LINGUE STRANIERE: ecco i dati emersi dall’indagine della Camera di commercio di Milano condotta intervistando  i residenti nella città meneghina.

Da un’indagine della Camera di commercio di Milano condotta su un campione di 400 milanesi riguardo la conoscenza dell’inglese, i cittadini hanno passato il test con voto 6/7 ed è emerso che i residenti nella città meneghina sono molto preparati nella terminologia legata agli eventi.

Il 61% conosce il vero significato del “Blue Monday” (il terzo lunedì del mese di gennaio comunemente noto come il giorno più triste dell’anno) e l’85,4% sa cosa succede durante il “Black Friday” (la giornata successiva al Giorno del ringraziamento che tradizionalmente dà inizio alla stagione dello shopping natalizio).

Buone percentuali anche nelle espressioni grammaticali: circa il 70% traduce correttamente “sono d’accordo con te” (I agree with you) e “le persone sono” (people are) mentre solo il 26% conosce la traduzione esatta di “I know my chicken” (conosco i miei polli).

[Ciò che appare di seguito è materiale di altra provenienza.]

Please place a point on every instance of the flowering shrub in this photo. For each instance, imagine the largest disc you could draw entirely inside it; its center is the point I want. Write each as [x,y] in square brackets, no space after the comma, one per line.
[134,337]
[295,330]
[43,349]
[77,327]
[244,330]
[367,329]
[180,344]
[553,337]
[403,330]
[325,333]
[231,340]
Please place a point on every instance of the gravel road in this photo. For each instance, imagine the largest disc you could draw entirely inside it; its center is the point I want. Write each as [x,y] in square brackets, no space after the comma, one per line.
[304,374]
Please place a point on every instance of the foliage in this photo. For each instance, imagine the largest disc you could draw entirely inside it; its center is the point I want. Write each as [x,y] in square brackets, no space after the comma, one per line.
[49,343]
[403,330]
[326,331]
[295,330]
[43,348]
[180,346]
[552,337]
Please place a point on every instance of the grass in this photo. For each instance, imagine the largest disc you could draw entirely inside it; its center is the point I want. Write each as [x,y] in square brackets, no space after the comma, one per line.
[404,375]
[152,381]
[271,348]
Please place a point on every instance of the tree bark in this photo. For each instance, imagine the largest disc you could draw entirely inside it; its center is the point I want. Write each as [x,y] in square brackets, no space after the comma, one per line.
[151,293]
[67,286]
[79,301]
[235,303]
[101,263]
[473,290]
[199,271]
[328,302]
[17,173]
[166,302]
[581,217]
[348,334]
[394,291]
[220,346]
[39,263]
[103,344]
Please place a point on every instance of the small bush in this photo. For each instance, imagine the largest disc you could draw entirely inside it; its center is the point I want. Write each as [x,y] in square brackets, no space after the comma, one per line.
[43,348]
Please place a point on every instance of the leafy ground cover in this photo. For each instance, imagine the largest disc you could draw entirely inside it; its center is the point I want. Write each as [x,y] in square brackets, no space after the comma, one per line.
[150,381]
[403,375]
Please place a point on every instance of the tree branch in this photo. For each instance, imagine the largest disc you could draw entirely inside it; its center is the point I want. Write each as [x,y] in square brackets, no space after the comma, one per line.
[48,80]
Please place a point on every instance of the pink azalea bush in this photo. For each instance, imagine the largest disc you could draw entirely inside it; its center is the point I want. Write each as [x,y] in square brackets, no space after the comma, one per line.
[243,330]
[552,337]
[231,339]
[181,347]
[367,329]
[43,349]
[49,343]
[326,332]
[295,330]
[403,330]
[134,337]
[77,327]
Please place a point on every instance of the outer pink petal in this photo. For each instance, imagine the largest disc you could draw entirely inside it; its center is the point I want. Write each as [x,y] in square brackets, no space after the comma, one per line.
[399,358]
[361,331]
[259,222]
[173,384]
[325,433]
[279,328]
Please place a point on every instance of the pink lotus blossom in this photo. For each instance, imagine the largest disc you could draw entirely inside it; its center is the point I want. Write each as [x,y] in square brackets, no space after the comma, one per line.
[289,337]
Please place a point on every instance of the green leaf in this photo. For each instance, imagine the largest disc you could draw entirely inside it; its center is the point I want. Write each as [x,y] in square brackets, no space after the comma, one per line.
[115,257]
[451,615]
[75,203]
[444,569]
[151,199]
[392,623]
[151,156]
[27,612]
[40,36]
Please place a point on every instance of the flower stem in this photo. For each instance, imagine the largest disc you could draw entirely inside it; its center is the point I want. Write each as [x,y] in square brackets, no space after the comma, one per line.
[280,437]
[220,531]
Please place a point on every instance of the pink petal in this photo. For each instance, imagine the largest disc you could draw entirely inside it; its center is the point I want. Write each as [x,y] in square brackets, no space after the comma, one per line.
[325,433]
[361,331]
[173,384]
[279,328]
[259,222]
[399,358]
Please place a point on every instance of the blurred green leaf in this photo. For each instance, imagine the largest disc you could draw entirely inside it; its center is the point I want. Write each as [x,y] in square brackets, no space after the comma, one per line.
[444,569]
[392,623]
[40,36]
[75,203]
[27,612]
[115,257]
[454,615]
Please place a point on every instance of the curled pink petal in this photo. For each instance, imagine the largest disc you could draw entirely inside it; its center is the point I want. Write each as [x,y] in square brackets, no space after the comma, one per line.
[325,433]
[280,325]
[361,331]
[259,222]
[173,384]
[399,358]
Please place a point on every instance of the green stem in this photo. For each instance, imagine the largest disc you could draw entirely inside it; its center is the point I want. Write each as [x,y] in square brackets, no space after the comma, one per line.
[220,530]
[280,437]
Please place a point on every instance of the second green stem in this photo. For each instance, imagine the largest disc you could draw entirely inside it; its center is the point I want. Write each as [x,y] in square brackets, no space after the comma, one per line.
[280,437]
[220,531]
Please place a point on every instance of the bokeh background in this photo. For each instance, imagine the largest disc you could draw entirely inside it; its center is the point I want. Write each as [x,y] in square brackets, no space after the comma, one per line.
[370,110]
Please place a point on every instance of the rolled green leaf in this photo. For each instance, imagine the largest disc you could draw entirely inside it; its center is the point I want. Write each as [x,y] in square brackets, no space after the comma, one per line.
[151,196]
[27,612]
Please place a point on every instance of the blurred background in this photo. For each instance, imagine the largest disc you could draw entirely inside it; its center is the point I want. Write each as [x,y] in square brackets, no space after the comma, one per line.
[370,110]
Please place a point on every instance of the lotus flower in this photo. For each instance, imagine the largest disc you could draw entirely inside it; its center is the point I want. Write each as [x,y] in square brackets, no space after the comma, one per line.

Un po meno informati invece sui “false friends”: il termine “to firm up” (“rassodare”) è tradotto correttamente dal 33,6% degli intervistati, mentre il 29% traduce erroneamente con “la società di”. Anche il termine “dependant” trae in inganno: la maggior parte degli intervistati (27,7%) crede che il significato sia dipendente (di lavoro); mentre appena il 25% conosce la sua traduzione esatta (“familiare a carico”). Infine, il termine “incident”manda in confusione e il 30,8% non conosce il vero significato (incidente) e traduce con “evento”.

L’inglese è considerata, con un voto di 8 su 10, una lingua che è necessario conoscere, ma riconoscono la sua diffusione appena sufficiente. Il 26% degli intervistati vorrebbe rafforzare la conoscenza a scuola e il 24% negli uffici pubblici.